From Zero to One Billion: ICER Reaches High-Performance Computing Milestone
ICER's roots date back to 2005, although the name "Institute for Cyber-Enabled Research" had not been coined yet. The first system had 64 cores and 256 GB of RAM. Now, ICER has hundreds of nodes with twice as many cores, each over ten times faster than that first system. The storage has increased by a factor of one thousand, and the computational resources by a factor of over ten thousand.
In 2016, ICER started using a new tool to track High-Performance Computing Center (HPCC) usage. In January 2024, the HPCC passed one billion CPU hours dedicated to computational research. Andrew Keen, ICER's primary infrastructure and HPC architect, has been an integral part of ICER since the beginning.

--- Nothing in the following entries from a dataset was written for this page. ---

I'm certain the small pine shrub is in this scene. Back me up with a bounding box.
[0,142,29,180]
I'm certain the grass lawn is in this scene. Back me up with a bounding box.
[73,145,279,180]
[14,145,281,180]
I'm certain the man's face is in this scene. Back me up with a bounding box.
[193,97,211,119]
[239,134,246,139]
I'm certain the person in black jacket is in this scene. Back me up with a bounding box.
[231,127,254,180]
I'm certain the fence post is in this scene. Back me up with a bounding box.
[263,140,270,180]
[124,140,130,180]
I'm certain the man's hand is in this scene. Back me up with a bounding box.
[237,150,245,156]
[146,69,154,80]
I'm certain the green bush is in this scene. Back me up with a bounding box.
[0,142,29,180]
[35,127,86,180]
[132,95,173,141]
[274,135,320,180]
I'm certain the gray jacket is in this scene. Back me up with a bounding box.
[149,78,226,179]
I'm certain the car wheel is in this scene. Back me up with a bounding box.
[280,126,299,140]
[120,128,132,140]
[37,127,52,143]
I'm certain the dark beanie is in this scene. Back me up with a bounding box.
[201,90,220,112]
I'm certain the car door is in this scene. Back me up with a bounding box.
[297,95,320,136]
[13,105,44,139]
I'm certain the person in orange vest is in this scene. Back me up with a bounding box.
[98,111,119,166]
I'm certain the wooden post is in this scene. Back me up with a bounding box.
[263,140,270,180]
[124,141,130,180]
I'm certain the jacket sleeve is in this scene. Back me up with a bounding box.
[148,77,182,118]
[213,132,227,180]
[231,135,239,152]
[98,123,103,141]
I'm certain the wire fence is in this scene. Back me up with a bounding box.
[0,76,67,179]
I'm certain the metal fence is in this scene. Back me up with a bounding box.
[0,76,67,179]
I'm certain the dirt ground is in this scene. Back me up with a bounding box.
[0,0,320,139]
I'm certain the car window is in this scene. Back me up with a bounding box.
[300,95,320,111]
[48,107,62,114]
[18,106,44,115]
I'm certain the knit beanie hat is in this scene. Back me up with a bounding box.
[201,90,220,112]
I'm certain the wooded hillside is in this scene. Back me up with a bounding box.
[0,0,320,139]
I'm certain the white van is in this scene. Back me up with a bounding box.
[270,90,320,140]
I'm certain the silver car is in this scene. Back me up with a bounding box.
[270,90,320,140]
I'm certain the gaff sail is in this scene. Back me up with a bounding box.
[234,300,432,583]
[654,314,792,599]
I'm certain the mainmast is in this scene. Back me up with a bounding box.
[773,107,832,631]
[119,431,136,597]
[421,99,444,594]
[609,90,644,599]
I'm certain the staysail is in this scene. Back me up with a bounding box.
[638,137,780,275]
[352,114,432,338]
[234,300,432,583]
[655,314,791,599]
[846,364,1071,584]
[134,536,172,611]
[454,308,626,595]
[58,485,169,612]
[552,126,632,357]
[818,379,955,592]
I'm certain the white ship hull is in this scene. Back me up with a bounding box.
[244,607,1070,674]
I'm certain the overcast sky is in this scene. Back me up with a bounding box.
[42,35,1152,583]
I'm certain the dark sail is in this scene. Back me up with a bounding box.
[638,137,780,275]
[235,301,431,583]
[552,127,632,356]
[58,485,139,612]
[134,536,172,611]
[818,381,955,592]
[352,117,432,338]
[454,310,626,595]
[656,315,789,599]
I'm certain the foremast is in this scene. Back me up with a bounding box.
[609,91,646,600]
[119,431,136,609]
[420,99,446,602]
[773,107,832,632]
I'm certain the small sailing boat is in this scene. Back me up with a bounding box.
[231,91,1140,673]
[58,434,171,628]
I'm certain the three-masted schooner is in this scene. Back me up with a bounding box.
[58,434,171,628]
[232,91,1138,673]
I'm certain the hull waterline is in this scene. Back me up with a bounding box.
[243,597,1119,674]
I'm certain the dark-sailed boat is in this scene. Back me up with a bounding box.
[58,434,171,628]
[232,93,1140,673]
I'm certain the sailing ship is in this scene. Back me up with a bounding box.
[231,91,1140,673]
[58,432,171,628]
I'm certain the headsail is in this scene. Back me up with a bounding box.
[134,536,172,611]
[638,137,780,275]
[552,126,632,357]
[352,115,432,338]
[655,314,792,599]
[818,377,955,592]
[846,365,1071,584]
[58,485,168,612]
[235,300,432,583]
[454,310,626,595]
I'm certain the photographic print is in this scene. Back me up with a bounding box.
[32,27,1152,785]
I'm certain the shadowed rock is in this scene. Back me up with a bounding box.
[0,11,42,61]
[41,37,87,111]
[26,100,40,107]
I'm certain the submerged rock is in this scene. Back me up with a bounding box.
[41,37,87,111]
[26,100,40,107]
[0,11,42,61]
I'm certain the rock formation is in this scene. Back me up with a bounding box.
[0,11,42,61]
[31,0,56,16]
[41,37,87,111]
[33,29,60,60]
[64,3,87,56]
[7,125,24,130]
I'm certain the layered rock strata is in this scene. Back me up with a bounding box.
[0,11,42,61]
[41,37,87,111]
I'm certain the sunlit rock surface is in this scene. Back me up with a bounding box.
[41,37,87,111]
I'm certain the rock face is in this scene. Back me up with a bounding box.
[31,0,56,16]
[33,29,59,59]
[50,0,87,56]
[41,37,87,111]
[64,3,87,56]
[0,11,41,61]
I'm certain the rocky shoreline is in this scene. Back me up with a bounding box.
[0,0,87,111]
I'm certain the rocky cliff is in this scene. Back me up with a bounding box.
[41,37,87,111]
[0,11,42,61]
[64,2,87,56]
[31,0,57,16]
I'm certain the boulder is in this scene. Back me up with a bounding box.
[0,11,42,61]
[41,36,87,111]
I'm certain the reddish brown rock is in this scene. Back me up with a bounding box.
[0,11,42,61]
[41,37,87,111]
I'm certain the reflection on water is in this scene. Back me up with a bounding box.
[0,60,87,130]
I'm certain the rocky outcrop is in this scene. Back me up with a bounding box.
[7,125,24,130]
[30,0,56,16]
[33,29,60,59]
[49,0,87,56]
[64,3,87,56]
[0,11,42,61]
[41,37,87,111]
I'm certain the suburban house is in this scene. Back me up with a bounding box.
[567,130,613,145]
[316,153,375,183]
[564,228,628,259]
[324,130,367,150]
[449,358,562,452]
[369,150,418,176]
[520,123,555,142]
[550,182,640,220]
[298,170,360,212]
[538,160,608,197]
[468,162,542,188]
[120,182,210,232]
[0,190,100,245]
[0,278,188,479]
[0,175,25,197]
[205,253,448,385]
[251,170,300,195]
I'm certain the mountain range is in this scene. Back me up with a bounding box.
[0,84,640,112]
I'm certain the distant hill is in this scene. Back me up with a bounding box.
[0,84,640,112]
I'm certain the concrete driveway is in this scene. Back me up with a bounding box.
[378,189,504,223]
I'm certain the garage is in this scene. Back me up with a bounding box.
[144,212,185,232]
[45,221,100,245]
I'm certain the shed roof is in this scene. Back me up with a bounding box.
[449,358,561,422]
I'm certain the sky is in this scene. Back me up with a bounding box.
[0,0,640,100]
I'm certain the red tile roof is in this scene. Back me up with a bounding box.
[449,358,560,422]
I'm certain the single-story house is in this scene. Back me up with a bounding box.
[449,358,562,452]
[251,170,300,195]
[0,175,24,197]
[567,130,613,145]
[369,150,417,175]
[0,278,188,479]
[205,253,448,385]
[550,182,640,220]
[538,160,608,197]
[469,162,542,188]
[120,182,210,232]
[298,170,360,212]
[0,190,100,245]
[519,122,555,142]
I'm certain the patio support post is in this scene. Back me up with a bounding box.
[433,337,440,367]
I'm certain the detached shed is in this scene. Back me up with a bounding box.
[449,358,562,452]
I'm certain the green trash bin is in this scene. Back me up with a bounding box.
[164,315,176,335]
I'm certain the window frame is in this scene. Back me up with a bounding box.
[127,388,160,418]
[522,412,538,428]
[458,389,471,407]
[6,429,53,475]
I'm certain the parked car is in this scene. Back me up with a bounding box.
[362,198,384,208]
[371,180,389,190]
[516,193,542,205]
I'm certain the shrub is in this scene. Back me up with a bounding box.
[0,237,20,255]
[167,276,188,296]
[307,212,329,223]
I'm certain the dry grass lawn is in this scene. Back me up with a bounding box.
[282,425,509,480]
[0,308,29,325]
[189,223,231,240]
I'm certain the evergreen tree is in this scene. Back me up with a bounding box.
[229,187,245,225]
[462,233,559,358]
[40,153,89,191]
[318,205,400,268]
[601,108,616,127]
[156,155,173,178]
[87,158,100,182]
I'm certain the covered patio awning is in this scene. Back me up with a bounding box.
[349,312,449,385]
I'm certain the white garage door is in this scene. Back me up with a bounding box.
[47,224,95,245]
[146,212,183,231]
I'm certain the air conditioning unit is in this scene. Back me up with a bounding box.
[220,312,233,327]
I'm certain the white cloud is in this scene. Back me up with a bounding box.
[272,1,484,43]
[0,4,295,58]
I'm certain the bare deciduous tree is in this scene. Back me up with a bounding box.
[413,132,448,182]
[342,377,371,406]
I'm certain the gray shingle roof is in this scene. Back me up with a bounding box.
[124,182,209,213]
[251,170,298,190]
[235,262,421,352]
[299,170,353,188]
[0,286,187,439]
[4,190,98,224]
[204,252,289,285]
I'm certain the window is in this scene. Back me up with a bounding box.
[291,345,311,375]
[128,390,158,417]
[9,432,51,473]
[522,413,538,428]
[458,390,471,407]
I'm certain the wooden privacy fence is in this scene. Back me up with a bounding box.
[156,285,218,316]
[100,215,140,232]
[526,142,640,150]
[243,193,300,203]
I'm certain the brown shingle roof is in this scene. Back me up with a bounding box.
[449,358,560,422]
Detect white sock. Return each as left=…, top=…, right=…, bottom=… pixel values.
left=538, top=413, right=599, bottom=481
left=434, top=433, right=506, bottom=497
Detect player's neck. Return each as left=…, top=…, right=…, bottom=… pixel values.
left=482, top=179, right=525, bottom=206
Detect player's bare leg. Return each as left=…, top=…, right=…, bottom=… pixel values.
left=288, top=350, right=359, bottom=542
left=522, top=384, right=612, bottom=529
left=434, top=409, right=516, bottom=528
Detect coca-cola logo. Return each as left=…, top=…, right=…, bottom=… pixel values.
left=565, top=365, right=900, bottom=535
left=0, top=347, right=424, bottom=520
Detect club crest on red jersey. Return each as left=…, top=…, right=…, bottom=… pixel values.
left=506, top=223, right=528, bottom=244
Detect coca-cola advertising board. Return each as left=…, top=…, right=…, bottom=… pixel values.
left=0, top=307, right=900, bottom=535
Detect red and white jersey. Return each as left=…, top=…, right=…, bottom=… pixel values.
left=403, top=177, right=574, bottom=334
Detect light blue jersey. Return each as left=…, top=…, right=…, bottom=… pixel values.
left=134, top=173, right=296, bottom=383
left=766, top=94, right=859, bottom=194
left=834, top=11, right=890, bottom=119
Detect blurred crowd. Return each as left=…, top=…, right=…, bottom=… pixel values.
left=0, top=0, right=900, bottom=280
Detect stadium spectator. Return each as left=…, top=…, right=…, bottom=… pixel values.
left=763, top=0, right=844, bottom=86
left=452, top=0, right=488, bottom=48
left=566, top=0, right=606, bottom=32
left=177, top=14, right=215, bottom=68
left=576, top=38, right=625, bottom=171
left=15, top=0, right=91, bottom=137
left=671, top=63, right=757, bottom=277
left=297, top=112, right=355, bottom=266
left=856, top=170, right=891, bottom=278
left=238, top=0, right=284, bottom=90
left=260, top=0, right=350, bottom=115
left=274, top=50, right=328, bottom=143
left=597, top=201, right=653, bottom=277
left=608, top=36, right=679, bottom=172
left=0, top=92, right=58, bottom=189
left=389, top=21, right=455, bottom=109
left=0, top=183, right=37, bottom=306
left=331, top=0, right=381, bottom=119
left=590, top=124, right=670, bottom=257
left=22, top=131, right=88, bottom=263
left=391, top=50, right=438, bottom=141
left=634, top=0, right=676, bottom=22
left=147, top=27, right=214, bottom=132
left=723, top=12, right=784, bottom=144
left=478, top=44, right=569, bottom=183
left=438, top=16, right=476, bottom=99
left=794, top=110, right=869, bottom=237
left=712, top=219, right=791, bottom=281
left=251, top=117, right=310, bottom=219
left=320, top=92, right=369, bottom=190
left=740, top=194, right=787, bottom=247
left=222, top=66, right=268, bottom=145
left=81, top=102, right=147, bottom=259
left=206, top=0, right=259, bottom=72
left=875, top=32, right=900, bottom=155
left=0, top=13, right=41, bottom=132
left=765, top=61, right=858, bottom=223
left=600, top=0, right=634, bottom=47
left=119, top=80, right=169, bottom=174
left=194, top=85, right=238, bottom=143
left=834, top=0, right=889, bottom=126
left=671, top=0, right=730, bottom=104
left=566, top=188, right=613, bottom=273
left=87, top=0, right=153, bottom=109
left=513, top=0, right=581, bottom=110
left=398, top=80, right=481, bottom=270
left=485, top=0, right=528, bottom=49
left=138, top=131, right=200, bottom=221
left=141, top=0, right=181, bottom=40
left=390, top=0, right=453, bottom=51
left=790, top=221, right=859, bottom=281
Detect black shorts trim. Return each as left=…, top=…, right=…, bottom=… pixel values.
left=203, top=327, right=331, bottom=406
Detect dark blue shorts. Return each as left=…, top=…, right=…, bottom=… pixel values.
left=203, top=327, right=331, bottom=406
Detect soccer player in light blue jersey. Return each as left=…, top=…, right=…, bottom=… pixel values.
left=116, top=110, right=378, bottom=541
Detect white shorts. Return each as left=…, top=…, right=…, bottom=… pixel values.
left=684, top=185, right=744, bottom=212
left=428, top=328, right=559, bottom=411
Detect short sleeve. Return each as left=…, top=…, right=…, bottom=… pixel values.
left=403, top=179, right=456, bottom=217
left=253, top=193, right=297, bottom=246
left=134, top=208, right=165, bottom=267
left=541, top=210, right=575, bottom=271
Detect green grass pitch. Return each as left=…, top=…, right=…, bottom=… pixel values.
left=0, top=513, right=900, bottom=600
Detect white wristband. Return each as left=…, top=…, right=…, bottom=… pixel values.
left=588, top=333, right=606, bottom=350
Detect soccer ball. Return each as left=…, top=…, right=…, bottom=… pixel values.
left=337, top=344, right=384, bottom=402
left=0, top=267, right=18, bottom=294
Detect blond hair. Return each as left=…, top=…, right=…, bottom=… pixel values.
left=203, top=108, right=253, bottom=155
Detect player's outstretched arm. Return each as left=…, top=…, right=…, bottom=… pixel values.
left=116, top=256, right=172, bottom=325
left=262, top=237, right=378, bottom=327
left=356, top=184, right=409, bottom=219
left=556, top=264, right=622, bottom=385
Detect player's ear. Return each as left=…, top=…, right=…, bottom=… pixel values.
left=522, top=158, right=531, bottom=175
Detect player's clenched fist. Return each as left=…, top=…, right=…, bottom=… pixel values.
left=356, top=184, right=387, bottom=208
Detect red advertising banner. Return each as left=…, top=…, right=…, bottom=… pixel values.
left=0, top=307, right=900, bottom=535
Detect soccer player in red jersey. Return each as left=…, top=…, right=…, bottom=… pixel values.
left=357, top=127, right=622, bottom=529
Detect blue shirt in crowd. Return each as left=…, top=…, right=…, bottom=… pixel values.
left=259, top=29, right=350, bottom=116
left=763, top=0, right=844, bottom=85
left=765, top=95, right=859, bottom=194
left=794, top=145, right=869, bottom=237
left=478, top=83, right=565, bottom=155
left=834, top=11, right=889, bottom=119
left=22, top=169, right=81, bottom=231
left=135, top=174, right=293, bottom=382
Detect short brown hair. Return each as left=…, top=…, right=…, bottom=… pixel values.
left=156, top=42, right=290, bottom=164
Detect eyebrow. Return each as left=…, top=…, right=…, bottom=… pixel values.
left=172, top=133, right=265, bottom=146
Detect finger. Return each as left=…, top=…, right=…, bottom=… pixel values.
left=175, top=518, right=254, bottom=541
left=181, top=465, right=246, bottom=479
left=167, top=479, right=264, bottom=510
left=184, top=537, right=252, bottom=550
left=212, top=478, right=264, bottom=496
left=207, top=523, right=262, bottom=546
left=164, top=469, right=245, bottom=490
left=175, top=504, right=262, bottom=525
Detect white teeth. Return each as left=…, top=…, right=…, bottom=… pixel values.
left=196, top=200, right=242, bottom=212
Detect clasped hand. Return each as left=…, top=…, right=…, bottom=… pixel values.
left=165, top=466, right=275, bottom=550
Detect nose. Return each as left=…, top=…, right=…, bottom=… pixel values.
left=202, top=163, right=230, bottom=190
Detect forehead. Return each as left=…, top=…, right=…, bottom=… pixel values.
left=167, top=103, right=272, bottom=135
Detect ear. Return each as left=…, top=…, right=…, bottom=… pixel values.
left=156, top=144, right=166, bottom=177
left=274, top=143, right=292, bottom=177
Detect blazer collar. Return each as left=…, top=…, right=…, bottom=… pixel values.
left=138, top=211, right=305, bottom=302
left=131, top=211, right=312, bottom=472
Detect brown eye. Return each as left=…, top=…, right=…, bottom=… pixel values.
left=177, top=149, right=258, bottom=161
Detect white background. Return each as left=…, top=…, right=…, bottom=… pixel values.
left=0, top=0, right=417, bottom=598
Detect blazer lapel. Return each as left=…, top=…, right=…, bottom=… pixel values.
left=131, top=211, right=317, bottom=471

"One billion CPU hours is a fun number showing our growth and scale," Keen said. "What really matters is our research impact; publications we have supported, students we have supported, and grants that have used our systems."
Keen attributed the growth in part to the rise of computation in research areas that were not traditional users of high-performance computing. For example, the establishment of MSU's Bioinformatics Core came from a need for computational analysis in biology, a field that had not traditionally used high-performance computing.
Traditionally represented groups like Engineering, Chemistry, and FRIB are still large users of the system, but computational research is increasingly important in virtually every field. The boom of artificial intelligence and machine learning has created opportunities for high-performance computing in areas that otherwise would not use these resources.
"It is incredible how much our scale has changed and how MSU’s computational research community has been able to grow," Keen reflected. "The milestone of passing one billion CPU hours shows the investment MSU has made in supporting research to provide a facility like this."
ICER averages 150 million CPU hours per year, which does not include GPUs, storage, or networking capabilities. Critically, this figure also leaves out the countless hours that ICER's research consultants invest in helping users implement high-performance computing in their research workflows. The true measure of success lies not solely in statistics but in the tangible contributions to the research community at MSU and beyond.
ICER looks forward to running another one billion CPU hours with you all!